「マスク氏は損失の穴埋めにしか興味がない」

Twitterは世界で3億人以上ともいわれるアクティブユーザー数を抱えながら、ビジネスとしての収益確保に苦労してきた。米政治専門紙のヒルは、「Twitterは常に質の低いビジネスであり続けてきた」とまで指摘している。

有償サブスクリプション「Twitter Blue」で早急な黒字化を目指し、広告依存体質からの脱却を目指すマスク氏は一見、企業経営者として至極真っ当な働きをしているかにもみえる。

だが、視点を変えれば、不用意な買収発言により背負い込んでしまった「お荷物」企業の扱いに悩み、少しでも経済的損失を軽減しているにすぎない。その過程においてユーザーは混乱し、従業員は生活不安に陥っている。

Twitter社の従業員はニューヨーク・タイムズ紙に対し、雇用継続のため厳しい条件を突きつけられる従業員側の不満を代弁する形で、次のように打ち明けた。

「イーロンはTwitter買収という拘束力のある義務から逃れることに失敗し、損失を被りました。その穴埋めにしか興味がないのだということが(従業員冷遇の措置に)如実に表れています」

米空軍士官学校の士官候補生と写真を撮るイーロン・マスク氏(写真=Justin Pacheco/CC-PD-Mark/Wikimedia Commons

「トライアル&エラー」に振り回される従業員とユーザー

これまでTwitterは直接的な利益こそほぼ生み出して来なかったものの、将来性ある企業として一定の評価と安定性を築いてきた。そこへ突如マスク氏が現れ、買収の意向を示したり撤回したりと不安定な行動を繰り広げている。

認証バッジへの課金、Twitter Blueの月8ドルへの値上げ、そして将来的には無料ユーザーによるツイートの表示優先度を下げる意向であるなど、ユーザーへの影響も大きい。

当面のあいだは「まぬけなこと」を次々とやらかすと公言し、トライアル&エラーを繰り返す覚悟のマスク氏。

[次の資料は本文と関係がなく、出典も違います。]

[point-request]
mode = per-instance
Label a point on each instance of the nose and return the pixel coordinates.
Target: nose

テック界の寵児ともいわれる彼らしい方針だが、無計画で突飛な変更のたびに振り回される従業員とユーザーがいることもまた事実だ。

数カ月後のTwitterは果たして、「より良い場所」となっているのか、はたまた「倒産した企業」となっているのだろうか。もはや公共サービスにも近い公益性をもった巨大な議論の場の命運を、一人の男が左右しようとしている。